Depuis un an, la Ville de Montréal travaille à l’écriture d’une politique de développement social. Cet hiver, la Commission sur le développement social et la diversité montréalaise a tenu une consultation publique sur le sujet. Le RIOCM y a présenté un mémoire collectif demandant, notamment, l’application de la politique de reconnaissance de l’action communautaire du gouvernement du Québec et l’utilisation de l’analyse différenciée selon les sexes pour l’élaboration des mesures. Le 16 mars passé, la Commission déposait ses 29 recommandations. Les recommandations complètes sont disponibles au : http://ville.montreal.qc.ca/portal/page?_pageid=6877,142575020&_dad=portal&_schema=PORTAL

 

Retour sur les recommandations

En trame de fond, le rapport de la Commission suggère de faire de la pauvreté et de la cohésion sociale les deux grands enjeux du plan d’action.  Dans la lutte à la pauvreté, c’est surtout au niveau de l’emploi que l’on compte agir, puisque l’on reconnait que « les villes de l’agglomération de Montréal ne disposent pas des pouvoirs habilitants pour agir sur cet enjeu systémique complexe ».  Quant à la cohésion sociale, on mise sur le dialogue (bien peu défini) ainsi que sur la culture pour faire des ponts entre les communautés, considérant la compétence des arrondissements sur cet enjeu et la refonte de la Politique culturelle de la ville de Montréal qui devrait, elle aussi, sortir en juin 2017.

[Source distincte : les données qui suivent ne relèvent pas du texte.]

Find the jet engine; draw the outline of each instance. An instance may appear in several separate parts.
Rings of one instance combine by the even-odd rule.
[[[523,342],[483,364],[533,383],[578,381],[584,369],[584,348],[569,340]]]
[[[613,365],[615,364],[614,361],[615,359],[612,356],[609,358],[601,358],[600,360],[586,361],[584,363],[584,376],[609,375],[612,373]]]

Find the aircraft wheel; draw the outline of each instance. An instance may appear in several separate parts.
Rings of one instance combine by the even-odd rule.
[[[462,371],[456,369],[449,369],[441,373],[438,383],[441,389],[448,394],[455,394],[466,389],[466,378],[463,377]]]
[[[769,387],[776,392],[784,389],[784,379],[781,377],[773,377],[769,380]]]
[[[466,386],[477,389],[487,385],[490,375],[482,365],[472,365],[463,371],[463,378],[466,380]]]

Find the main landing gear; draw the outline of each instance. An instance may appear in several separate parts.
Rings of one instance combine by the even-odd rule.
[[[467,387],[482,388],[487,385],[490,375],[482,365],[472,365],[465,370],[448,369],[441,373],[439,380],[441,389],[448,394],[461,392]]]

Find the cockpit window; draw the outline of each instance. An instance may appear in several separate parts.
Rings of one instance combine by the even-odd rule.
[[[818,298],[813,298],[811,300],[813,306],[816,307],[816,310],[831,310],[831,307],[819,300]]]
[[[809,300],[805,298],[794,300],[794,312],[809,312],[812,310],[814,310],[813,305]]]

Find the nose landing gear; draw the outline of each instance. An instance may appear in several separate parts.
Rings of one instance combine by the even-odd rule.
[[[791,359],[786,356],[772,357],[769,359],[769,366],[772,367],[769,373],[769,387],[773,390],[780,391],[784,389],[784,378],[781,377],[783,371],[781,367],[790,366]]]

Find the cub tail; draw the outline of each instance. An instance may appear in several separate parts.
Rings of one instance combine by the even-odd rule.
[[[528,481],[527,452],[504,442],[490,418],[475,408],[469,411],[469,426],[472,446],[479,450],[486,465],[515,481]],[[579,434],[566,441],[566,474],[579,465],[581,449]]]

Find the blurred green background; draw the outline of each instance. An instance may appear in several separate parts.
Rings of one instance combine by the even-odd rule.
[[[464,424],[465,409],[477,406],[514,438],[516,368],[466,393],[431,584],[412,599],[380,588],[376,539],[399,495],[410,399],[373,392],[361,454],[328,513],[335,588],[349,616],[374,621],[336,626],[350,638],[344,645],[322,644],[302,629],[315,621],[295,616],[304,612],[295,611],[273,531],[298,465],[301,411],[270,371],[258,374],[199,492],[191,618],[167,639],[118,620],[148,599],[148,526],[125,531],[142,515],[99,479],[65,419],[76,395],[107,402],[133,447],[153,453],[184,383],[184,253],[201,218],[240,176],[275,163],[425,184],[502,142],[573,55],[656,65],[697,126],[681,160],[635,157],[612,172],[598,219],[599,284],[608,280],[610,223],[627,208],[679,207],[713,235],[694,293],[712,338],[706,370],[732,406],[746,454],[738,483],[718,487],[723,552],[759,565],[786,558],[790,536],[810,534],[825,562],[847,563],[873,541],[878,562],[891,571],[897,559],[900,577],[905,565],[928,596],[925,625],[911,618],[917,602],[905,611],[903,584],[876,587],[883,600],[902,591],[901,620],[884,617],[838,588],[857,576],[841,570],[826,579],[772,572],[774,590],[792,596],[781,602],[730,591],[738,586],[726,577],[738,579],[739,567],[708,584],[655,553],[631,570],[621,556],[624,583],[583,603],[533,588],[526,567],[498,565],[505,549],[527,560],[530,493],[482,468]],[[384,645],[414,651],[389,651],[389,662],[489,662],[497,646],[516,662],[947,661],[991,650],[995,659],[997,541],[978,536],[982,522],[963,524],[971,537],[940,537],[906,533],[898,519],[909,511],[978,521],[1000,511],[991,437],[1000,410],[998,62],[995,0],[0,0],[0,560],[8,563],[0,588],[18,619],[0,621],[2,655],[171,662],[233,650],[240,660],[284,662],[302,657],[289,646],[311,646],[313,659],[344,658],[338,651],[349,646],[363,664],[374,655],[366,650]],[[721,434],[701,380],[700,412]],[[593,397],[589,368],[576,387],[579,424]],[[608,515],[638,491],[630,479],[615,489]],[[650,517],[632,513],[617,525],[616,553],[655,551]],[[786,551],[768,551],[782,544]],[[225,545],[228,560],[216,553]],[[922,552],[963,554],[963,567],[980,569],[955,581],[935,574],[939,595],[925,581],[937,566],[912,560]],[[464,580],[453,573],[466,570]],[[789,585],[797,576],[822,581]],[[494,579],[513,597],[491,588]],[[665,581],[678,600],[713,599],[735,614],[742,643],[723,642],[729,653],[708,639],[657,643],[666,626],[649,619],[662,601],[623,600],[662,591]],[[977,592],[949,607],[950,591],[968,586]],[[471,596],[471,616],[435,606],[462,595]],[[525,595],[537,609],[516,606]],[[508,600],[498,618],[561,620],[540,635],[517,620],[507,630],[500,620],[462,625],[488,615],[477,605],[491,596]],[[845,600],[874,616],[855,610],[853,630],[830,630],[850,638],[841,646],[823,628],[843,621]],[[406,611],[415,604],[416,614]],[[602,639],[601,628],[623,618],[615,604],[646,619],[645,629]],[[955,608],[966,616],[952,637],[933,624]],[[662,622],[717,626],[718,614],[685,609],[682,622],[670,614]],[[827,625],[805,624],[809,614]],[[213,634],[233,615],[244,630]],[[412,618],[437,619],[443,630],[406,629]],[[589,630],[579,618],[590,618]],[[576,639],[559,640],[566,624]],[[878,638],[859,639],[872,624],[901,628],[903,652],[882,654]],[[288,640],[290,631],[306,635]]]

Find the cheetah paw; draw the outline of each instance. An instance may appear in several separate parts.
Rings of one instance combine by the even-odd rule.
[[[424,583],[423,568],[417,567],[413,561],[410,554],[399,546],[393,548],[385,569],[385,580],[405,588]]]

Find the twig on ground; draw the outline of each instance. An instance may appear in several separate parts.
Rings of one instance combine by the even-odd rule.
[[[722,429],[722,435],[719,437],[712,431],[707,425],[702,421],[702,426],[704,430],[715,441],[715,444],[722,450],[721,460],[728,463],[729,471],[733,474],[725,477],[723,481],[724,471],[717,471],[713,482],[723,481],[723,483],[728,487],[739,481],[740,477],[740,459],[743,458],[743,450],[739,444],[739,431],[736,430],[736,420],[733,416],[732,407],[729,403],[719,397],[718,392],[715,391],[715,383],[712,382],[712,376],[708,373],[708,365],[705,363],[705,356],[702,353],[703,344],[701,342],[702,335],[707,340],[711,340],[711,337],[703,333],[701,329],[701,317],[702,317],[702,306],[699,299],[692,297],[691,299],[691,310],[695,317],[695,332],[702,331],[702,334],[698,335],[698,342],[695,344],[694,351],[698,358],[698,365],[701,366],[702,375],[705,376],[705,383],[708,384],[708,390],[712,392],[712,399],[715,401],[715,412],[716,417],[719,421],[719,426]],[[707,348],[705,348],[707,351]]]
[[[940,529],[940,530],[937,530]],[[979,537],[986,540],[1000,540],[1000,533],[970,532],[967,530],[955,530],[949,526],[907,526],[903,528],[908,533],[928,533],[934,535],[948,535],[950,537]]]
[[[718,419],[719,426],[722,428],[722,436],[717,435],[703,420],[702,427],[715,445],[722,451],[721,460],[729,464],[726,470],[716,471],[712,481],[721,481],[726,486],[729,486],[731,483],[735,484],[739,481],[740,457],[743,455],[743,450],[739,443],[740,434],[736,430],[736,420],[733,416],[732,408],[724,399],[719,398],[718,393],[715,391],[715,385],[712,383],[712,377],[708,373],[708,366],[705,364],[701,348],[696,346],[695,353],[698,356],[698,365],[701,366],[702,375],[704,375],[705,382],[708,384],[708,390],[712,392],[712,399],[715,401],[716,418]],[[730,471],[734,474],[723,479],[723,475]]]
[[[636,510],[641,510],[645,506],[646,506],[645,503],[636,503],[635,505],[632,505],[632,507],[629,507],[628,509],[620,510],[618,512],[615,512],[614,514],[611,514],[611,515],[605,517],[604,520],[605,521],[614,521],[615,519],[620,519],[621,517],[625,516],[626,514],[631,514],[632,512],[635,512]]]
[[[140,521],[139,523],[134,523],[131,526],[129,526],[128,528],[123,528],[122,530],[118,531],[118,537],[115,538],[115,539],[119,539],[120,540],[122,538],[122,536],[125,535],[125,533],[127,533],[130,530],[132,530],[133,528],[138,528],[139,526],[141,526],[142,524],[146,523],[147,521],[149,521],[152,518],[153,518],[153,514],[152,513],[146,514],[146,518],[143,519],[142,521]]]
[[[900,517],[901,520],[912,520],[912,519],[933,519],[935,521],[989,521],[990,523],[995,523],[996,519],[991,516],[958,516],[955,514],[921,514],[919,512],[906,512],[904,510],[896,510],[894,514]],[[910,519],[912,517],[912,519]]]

Les recommandations se penchent sur la question du leadership de la ville, en séparant là où il est de sa compétence d’agir, des endroits où elle doit plutôt soutenir les réseaux déjà en place. Dans le champ de ses compétences, on considère que les orientations prioritaires de l’agglomération devraient être le logement, la sécurité alimentaire et la mobilité. On y cible les besoins d’augmenter la proportion de logements abordables (incluant logement social et communautaire) et de diminuer la salubrité du parc locatif, la mise en place d’un Conseil des politiques alimentaires et l’utilisation de l’urbanisme pour donner accès à l’alimentation pour toutes et tous, ainsi que l’intégration d’un réflexe du développement social à la STM (incluant accessibilité universelle, tarification sociale, prise en compte des horaires atypiques, etc.). Au niveau de son soutien, la réussite éducative et la réduction des inégalités sociales en santé sont ses deux priorités.

Les recommandations mises également sur différents mécanismes de consultations, que ce soit pour les citoyens ou les organismes communautaires. On cherche à reconnaitre la diversité des communautés et des quartiers en proposant des évaluations des impacts et des adaptations locales de même qu’en insérant une clause impact jeunesse, pour évaluer systématiquement les retombées sur les jeunes, souvent sous-représentés dans les instances décisionnelles.

 

Quelques défis à surveiller

Le principal défi de cette politique sera la distribution des pouvoirs entre la ville et ses arrondissements, souverains dans leurs champs de compétence. Ainsi, on remarquait déjà des disparités dans les politiques de reconnaissance des organismes communautaires. Quel pouvoir ou influence aura donc le nouveau plan d’action?

De même, les recommandations proposent d’ « évaluer la pertinence de se doter d’un cadre de partenariat avec les organismes communautaires » plutôt que de reconnaitre les balises gouvernementales qui assurent l’autonomie des groupes. Dans un contexte où l’on voit de plus en plus d’ingérence et de sous-traitance, le contenu de ce cadre de partenariat devra être étudié avec soin.

Finalement, les recommandations laissent à la politique le soin de déterminer qui participera au comité de suivi du plan d’action. Mais déjà, l’on sait que le milieu communautaire espère y être bien représenté.